I do realize that now that as college costs have risen, and graduation requirements have gotten more intense, teens in the US do need to have more direction before taking on the cost of a degree. Nonetheless, I think it is still fairly common in the US to not really have much of an idea of what you want to be until midway through highschool, and even reasonably normal to not know upon graduation, and take a few years to work or attend community college before deciding on a likely career path (which may or may not include getting an advanced degree--I think there is a push back now from the idea that everyone must have one).
And then, we have Germany. I do really like the system for vocational training in Germany, and the fact that those kids who are not wanting or able to attend college have a great way to learn a trade (and resources are not being squandered forcing everyone into the college path, when in reality no society flourishes with only degreed professionals in the population). I am less impressed with what goes along with it; the fact that in a typical German school set up kids are put into tracks by grade 5 and specialize more and more from that point, so that by 15 it is very odd indeed to not be heading towards at least a general set of careers (something in the science, or hands on but technical, or clerical, etc), in fact, from what I can tell, in the standard school system that is almost impossible to avoid.
And that is how, even at the Waldorf school that Rio attends (Waldorf is an alternative education, much more focused on the whole child and much less tracked) I found myself attending a meeting today with his teachers. They want to know his future plans. What he intends to study and where he intends to work. You know, because by 15 he should have his life all mapped out, or last some reasonably good idea of what he wants to do and how he is going to get there.

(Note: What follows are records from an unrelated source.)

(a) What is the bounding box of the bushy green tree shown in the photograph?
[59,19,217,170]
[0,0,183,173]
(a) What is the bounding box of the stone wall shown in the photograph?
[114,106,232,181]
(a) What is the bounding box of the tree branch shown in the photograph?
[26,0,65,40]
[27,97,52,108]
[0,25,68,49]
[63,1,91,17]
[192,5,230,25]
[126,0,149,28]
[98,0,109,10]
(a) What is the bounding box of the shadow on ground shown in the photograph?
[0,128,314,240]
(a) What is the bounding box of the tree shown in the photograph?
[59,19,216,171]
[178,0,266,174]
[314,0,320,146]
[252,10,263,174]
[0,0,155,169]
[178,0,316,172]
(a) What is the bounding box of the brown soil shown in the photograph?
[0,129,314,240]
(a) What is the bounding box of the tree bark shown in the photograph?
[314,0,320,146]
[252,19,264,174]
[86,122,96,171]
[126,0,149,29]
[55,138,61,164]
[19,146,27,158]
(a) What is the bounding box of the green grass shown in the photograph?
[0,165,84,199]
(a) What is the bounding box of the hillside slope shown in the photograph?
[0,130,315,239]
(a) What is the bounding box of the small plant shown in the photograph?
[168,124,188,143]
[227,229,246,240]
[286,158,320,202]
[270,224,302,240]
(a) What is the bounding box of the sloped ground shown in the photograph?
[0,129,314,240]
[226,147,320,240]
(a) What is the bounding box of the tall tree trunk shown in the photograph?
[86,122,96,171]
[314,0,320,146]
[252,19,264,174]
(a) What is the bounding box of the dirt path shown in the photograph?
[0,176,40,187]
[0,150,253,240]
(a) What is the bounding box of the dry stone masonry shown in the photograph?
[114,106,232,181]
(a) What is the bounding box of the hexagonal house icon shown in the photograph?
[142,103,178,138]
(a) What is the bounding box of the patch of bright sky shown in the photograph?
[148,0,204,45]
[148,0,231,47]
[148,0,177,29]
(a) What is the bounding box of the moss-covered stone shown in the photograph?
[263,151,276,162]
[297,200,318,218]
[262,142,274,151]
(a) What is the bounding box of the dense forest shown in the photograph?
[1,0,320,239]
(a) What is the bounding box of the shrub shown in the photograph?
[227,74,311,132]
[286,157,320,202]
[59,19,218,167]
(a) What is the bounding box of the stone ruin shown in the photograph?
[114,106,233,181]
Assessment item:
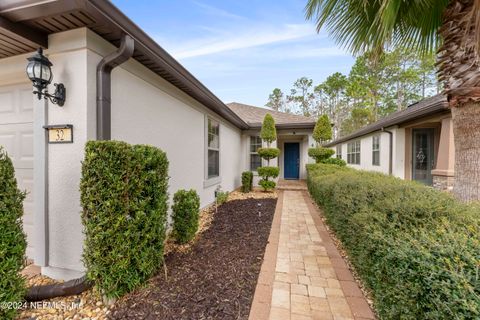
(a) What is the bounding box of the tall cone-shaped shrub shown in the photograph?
[258,114,279,191]
[308,115,334,163]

The ironic thing is that Marika, my kid who is heading back to the US for schooling, DOES know. She is my planner, my goal oriented kid who focuses and needs a picture of the future to work towards. but, Rio, well not so much. There are things he is interested in and good at. He wants to try working a contract on a cruise ship, as a member of the activities staff, and see how he likes it. I think he has a real chance at that and speaking both English and German will be a big boost. Whether he would like it enough to try to make a career out of it, even he cannot say. It's probably more of a get some work experience and meet people and travel while young kind of thing. He loves all things technical and spends a lot of his free time keeping up with the latest innovations in computers, cell phones, and science as a whole, which could lead to any number of careers if he so desires.

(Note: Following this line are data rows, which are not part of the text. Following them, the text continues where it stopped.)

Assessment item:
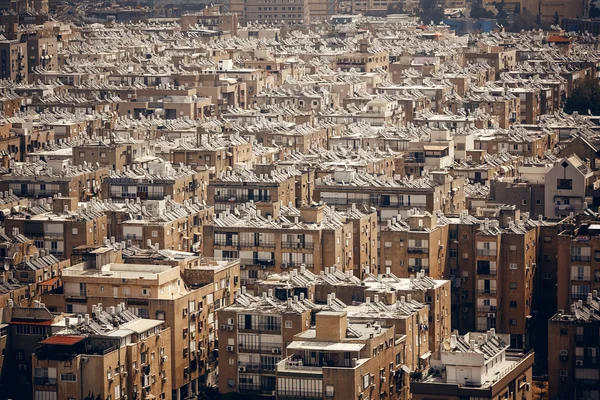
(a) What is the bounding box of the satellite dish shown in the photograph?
[3,263,9,271]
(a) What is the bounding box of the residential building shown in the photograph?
[544,156,595,219]
[32,307,172,400]
[203,202,377,282]
[548,294,600,400]
[276,310,405,400]
[411,330,534,400]
[41,249,240,399]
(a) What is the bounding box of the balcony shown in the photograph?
[477,269,497,276]
[477,289,497,295]
[407,247,429,254]
[281,242,315,250]
[238,241,276,249]
[276,359,323,375]
[477,305,497,313]
[238,343,282,353]
[33,377,57,385]
[570,255,591,262]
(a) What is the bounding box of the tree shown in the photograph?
[508,9,537,31]
[591,0,600,18]
[387,1,404,14]
[565,76,600,115]
[493,0,508,20]
[553,11,560,25]
[418,0,444,24]
[470,0,495,18]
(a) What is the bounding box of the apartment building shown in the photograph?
[379,211,450,279]
[217,289,313,396]
[0,39,27,83]
[223,0,310,24]
[314,169,466,222]
[170,134,253,177]
[336,40,389,73]
[447,207,537,349]
[4,207,107,261]
[276,310,404,400]
[32,307,172,400]
[93,198,214,253]
[25,35,58,79]
[208,166,298,212]
[0,304,62,400]
[101,160,209,204]
[73,137,155,171]
[411,331,534,400]
[345,296,430,377]
[203,202,376,283]
[556,221,600,312]
[41,249,240,400]
[548,294,600,400]
[0,160,108,201]
[545,156,595,219]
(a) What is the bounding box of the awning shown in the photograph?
[287,341,364,352]
[42,335,84,346]
[10,319,54,326]
[401,365,411,374]
[40,277,59,287]
[420,351,432,359]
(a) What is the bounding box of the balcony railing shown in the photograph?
[277,359,323,374]
[407,247,429,254]
[238,241,276,249]
[477,269,497,276]
[476,249,497,257]
[477,306,497,313]
[477,289,497,295]
[570,255,591,262]
[281,242,315,250]
[33,377,57,385]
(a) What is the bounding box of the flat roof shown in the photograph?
[287,341,364,352]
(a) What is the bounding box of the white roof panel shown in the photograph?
[287,341,364,352]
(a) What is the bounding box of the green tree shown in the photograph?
[508,9,537,31]
[470,0,495,18]
[387,1,404,14]
[418,0,444,24]
[493,0,508,19]
[553,11,560,25]
[591,0,600,18]
[565,76,600,115]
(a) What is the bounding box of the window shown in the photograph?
[285,320,292,329]
[509,263,517,270]
[61,373,76,382]
[510,301,517,308]
[557,179,573,190]
[72,228,78,235]
[152,230,158,238]
[362,374,370,389]
[325,385,334,397]
[509,319,517,326]
[544,236,552,243]
[509,282,517,289]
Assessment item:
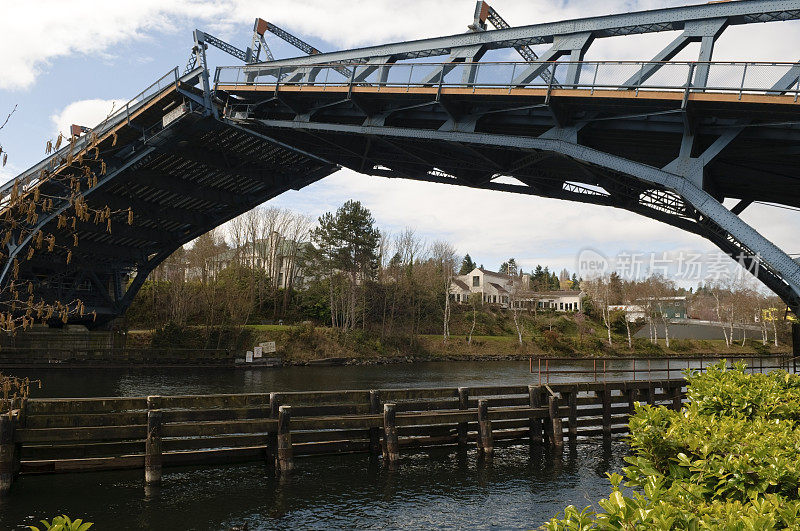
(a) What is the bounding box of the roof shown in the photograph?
[451,278,470,290]
[488,282,509,293]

He is really good at math and logical reasoning and could decide to attend college in the US with an end goal of working in some sort of related field (though, lacking a third language and being unevenly great at math and science but not strong in language arts in general he could never attend university under the German system).
I am lucky to have found a great school, with really caring teachers for him. One where, after talking to me today they are okay with keeping going at trying to get Rio up to the next step in the German testing system, just to open up more options for him, but also knowing he is not focusing yet on any particular career, and being his own self will likely take a very non traditional path, but still make it work.
Funny thing is, even as a young child, Rio would usually refuse to answer "what do you want to be when you grow up" He used to get irritated at being asked and not understand why people expected him to know already. We would try to explain that it just meant what was something he might like to be, not a hard and fast answer--maybe he had some vision of his German future and the box an answer might put him in!